Laut einem Urteil des Europäischen Gerichtshofs (EuGH) vom 01.10.2015 stehen nationalen Regelungen, nach welchen Drittstaatsangehörige, die erneut illegal in den Mitgliedstaat eingereist sind, mit Freiheitsstrafen bestraft werden, nicht im Widerspruch mit der Rückführungsrichtlinie der EU.

Die Richtlinie über die Rückführung illegal aufhältiger Dritt-staatsangehöriger vom Dezember 2008, kurz Rückführungs-richtlinie, legt Normen und Verfahren für die Abschiebung von Drittstaatsangehörigen fest, die sich illegal in der EU aufhalten. In einem ersten Schritt muss der jeweilige Mitgliedstaat eine Entscheidung über die Rückkehr der Person treffen, die sich ohne Aufenthaltsrecht in dem Land aufhält. Dabei hat die freiwillige Ausreise Vorrang, für die die betroffene Person bis zu 30 Tage Zeit hat.

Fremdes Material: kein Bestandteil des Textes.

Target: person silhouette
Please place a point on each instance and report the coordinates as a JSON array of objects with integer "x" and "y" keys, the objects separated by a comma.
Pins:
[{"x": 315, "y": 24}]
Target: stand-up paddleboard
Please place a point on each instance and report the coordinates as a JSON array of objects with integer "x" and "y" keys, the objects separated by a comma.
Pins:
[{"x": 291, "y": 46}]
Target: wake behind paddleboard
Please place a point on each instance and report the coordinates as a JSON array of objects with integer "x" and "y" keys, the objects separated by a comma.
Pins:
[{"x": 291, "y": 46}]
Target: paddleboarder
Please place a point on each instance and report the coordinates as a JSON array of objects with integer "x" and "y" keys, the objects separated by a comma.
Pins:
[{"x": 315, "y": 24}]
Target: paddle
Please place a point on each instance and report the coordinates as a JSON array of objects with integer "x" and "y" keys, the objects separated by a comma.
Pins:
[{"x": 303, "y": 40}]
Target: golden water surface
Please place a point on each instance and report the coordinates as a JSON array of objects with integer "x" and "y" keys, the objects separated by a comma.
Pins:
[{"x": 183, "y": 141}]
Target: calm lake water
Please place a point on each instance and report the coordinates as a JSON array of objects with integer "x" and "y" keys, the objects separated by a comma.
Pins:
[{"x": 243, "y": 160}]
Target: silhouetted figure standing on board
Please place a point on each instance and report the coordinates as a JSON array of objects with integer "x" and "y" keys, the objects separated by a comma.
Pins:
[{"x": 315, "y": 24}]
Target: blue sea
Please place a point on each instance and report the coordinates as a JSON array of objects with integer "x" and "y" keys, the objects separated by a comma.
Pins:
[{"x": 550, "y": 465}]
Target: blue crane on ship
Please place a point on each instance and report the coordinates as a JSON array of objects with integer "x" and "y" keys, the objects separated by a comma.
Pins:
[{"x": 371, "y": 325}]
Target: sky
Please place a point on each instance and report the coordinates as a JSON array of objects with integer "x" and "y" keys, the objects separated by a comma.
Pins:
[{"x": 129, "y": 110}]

Erfolgt die Ausreise nicht innerhalb dieser Frist, sind die Mitgliedstaaten durch die Rückführungsrichtlinie dazu verpflichtet, eine zwangsweise Abschiebung vorzunehmen. Der Ablauf der Frist allein reicht jedoch nicht für eine Freiheitsstrafe aus. Dies hatte der EuGH in einem vorigen Urteil vom 28.04.2011 entschieden.

In seinem Urteil vom 01.10.2015 stellt der Gerichtshof jedoch klar, dass die Rückführungsrichtlinie einen Mitgliedstaat grundsätzlich nicht daran hindert, die erneute Einreise trotz Einreiseverbot als Straftat einzustufen. Auch strafrechtliche Sanktionen, einschließlich einer Freiheitsstrafe, sind in diesem Fall mit der Richtlinie vereinbar, solange diese Sanktionen nicht den Zielen der Richtlinie entgegenstehen.

Der Gerichtshof weist in diesem Zusammenhang darauf hin, dass die Einführung einer Rückkehrpolitik ein wichtiger Bestandteil der Entwicklung einer gemeinsamen europäischen Einwanderungspolitik ist, welche u.a. die Verhütung und verstärkte Bekämpfung illegaler Einwanderung gewährleisten soll.

Hintergrund

Im aktuellen Fall wurde ein albanischer Staatsangehöriger, welcher sich ohne Aufenthaltsgenehmigung in Italien aufhielt, in sein Heimatland abgeschoben. Außerdem verhängten die italienischen Behörden ein Einreiseverbot von drei Jahren. Darauf verließ der Albaner im Dezember 2012 auch Italien, reiste jedoch später unter Verstoß gegen das Einreiseverbot wieder ein. Dies kann in Italien mit einer Freiheitstrafe von bis zu vier Jahren geahndet werden, in diesem Fall wurde der Angeklagte zu einer Haftstraße von acht Monaten verurteilt.